Large Language Models (LLMs) are transforming industries, powering everything from chatbots to automated content creation. However, to make these models excel at specific tasks, optimisation is crucial. Prompt engineering and fine-tuning offer distinct approaches to tailoring LLMs.

This blog post will:

Explain what prompt engineering and fine-tuning are, using simple, real-world analogies.
Highlight their strengths and weaknesses.
Walk through a concrete example from ComplyAdvantage’s pipeline.

By the end, you’ll understand when it makes sense to invest time in crafting fancy prompts versus training a model further on your own data.

What Is Prompt Engineering?

Prompt engineering involves designing the input text, or prompt, to elicit the desired output from an LLM without modifying its internal parameters.

It’s akin to phrasing a question to get the best answer from a knowledgeable friend. For instance, to classify customer support tickets, you might use a prompt like, “Classify this ticket as billing, technical issue, or product inquiry: [ticket text].” Prompt engineering relies on the model’s pre-existing knowledge, making it accessible to users without deep technical skills.

If the prompt is clear, the model usually does a good job. But if you need more complicated behaviour (like formatting, style, etc), you end up tinkering with the prompt a lot:

Adding examples inside the prompt (few-shot prompting)
Adding system messages (“You are an expert ticket classifier”)
Asking for step-by-step reasoning (chain-of-thought prompting)
Adjusting temperature or other settings
Rewriting the text dozens of times

This trial-and-error can be time-consuming. Even then, the model might not behave perfectly on every input.

What Is Fine-Tuning?

Fine-tuning adjusts the LLM’s internal parameters by further training it on a dataset specific to the task. This process refines the model’s understanding, making it more adept at handling specialised inputs. For example, fine-tuning an LLM on a dataset of legal questions and answers can improve its ability to answer in this domain.

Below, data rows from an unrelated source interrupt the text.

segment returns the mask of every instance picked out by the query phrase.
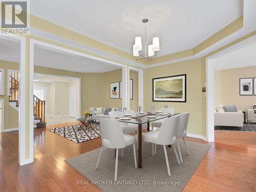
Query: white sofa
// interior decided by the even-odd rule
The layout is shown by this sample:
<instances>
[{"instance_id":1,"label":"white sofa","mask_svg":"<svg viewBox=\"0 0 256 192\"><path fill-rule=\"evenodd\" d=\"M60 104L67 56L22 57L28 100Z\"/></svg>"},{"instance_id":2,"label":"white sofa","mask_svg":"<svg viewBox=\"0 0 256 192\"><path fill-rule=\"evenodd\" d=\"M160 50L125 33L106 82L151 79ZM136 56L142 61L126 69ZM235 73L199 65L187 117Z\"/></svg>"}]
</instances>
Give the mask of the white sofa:
<instances>
[{"instance_id":1,"label":"white sofa","mask_svg":"<svg viewBox=\"0 0 256 192\"><path fill-rule=\"evenodd\" d=\"M219 106L220 106L217 108ZM244 126L244 114L239 110L238 110L237 112L225 112L224 110L220 111L216 109L214 111L214 125L215 126L243 127Z\"/></svg>"},{"instance_id":2,"label":"white sofa","mask_svg":"<svg viewBox=\"0 0 256 192\"><path fill-rule=\"evenodd\" d=\"M101 113L97 113L97 108L102 108ZM104 115L105 110L107 108L111 108L111 111L119 111L119 108L108 108L108 107L102 107L102 108L90 108L90 111L92 114L92 118L95 118L96 122L99 122L99 118L109 118L109 114L108 115Z\"/></svg>"},{"instance_id":3,"label":"white sofa","mask_svg":"<svg viewBox=\"0 0 256 192\"><path fill-rule=\"evenodd\" d=\"M254 114L253 110L247 110L247 122L249 123L250 121L256 122L256 114Z\"/></svg>"}]
</instances>

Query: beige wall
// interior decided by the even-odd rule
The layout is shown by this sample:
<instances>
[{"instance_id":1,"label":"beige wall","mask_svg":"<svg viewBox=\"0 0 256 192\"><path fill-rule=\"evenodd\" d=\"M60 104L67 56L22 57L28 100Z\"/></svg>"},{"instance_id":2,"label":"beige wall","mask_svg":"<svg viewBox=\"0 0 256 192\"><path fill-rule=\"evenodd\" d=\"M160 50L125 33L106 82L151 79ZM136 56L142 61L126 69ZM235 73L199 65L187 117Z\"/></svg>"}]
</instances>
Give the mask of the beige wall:
<instances>
[{"instance_id":1,"label":"beige wall","mask_svg":"<svg viewBox=\"0 0 256 192\"><path fill-rule=\"evenodd\" d=\"M10 128L17 128L18 127L18 112L10 106L9 103L9 96L7 93L10 90L7 89L7 82L8 80L8 70L12 69L18 70L18 64L16 62L0 60L0 68L5 69L5 95L0 96L0 99L4 99L5 108L5 130Z\"/></svg>"},{"instance_id":2,"label":"beige wall","mask_svg":"<svg viewBox=\"0 0 256 192\"><path fill-rule=\"evenodd\" d=\"M214 105L215 106L222 104L221 86L221 71L215 71L214 72Z\"/></svg>"},{"instance_id":3,"label":"beige wall","mask_svg":"<svg viewBox=\"0 0 256 192\"><path fill-rule=\"evenodd\" d=\"M240 95L239 79L256 77L256 66L230 69L215 72L220 74L220 86L215 89L215 96L221 95L221 104L235 104L237 108L244 111L252 109L256 103L256 95ZM218 79L215 79L218 83Z\"/></svg>"},{"instance_id":4,"label":"beige wall","mask_svg":"<svg viewBox=\"0 0 256 192\"><path fill-rule=\"evenodd\" d=\"M144 110L150 111L152 106L156 110L163 108L165 104L180 113L190 112L187 131L198 135L204 134L205 126L202 126L202 63L201 59L190 60L168 65L148 68L144 70ZM152 79L186 74L186 102L153 101ZM205 113L204 111L203 113Z\"/></svg>"},{"instance_id":5,"label":"beige wall","mask_svg":"<svg viewBox=\"0 0 256 192\"><path fill-rule=\"evenodd\" d=\"M68 115L69 112L69 83L55 82L55 116Z\"/></svg>"}]
</instances>

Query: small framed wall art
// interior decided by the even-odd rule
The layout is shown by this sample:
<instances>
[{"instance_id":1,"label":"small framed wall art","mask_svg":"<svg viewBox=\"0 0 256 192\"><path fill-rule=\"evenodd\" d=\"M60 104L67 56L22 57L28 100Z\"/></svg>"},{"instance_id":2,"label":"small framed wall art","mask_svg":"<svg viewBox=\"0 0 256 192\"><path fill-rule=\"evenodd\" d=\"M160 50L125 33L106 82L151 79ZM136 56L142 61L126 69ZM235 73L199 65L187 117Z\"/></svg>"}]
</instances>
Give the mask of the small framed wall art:
<instances>
[{"instance_id":1,"label":"small framed wall art","mask_svg":"<svg viewBox=\"0 0 256 192\"><path fill-rule=\"evenodd\" d=\"M110 83L110 98L112 99L119 98L119 82L115 82Z\"/></svg>"},{"instance_id":2,"label":"small framed wall art","mask_svg":"<svg viewBox=\"0 0 256 192\"><path fill-rule=\"evenodd\" d=\"M240 95L253 95L253 79L252 78L241 78L240 79Z\"/></svg>"}]
</instances>

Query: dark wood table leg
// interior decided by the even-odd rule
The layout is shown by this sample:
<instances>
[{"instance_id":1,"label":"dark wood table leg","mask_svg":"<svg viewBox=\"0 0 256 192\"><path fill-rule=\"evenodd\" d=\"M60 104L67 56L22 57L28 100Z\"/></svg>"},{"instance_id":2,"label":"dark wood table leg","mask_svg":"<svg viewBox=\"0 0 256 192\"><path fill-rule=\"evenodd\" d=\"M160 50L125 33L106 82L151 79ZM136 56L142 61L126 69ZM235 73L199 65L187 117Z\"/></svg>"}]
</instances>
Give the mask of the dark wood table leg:
<instances>
[{"instance_id":1,"label":"dark wood table leg","mask_svg":"<svg viewBox=\"0 0 256 192\"><path fill-rule=\"evenodd\" d=\"M83 126L83 123L82 121L81 121L81 124L80 125L80 126L78 127L78 129L77 129L77 131L80 130L82 128L82 127Z\"/></svg>"},{"instance_id":2,"label":"dark wood table leg","mask_svg":"<svg viewBox=\"0 0 256 192\"><path fill-rule=\"evenodd\" d=\"M147 122L147 131L149 132L150 130L150 122Z\"/></svg>"},{"instance_id":3,"label":"dark wood table leg","mask_svg":"<svg viewBox=\"0 0 256 192\"><path fill-rule=\"evenodd\" d=\"M139 157L139 168L142 168L142 125L138 124L138 142L139 150L138 150Z\"/></svg>"}]
</instances>

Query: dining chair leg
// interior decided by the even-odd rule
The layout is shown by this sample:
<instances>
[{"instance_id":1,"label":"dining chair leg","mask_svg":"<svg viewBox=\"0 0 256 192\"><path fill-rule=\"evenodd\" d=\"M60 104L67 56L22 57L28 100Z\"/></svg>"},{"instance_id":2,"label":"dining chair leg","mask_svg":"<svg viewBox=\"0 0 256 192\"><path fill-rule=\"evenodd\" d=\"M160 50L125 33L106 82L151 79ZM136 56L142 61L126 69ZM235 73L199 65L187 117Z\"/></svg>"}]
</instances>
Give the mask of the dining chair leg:
<instances>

Think of fine-tuning like tutoring a student. You give the student homework problems (examples) and the correct solutions. Over time, the student learns exactly how to solve these problems, so whenever you give a new problem, the student knows what to do.

Since the model learns from examples, the prompt is usually much simpler. Instead, effort is put into building a representative dataset of input-output pairs that will help the LLM learn the nuances of the task at hand.

Applied Example: Labelling ComplyAdvantage data

At ComplyAdvantage, we process billions of records to identify and group real-world entities: individuals, companies, or organisations that appear in media articles, government databases, and more. One critical step in our data pipeline is Entity Resolution (ER): deciding whether two records refer to the same person or not. For instance, records like:

“John A. Smith, born 1985, London”
“Jonathan Smith, DOB 1985-03-12, UK”

might represent the same individual or completely different people. Deciding this requires evaluating contextual clues like name rarity, birth dates, addresses, affiliations, etc.

The Human Annotation Bottleneck

To evaluate ER algorithms, we rely on labelled datasets. Since full cluster annotations are impractical at scale, we simplify the task to pairwise comparisons: given two records, a human annotator decides if they refer to the same real-world person or not.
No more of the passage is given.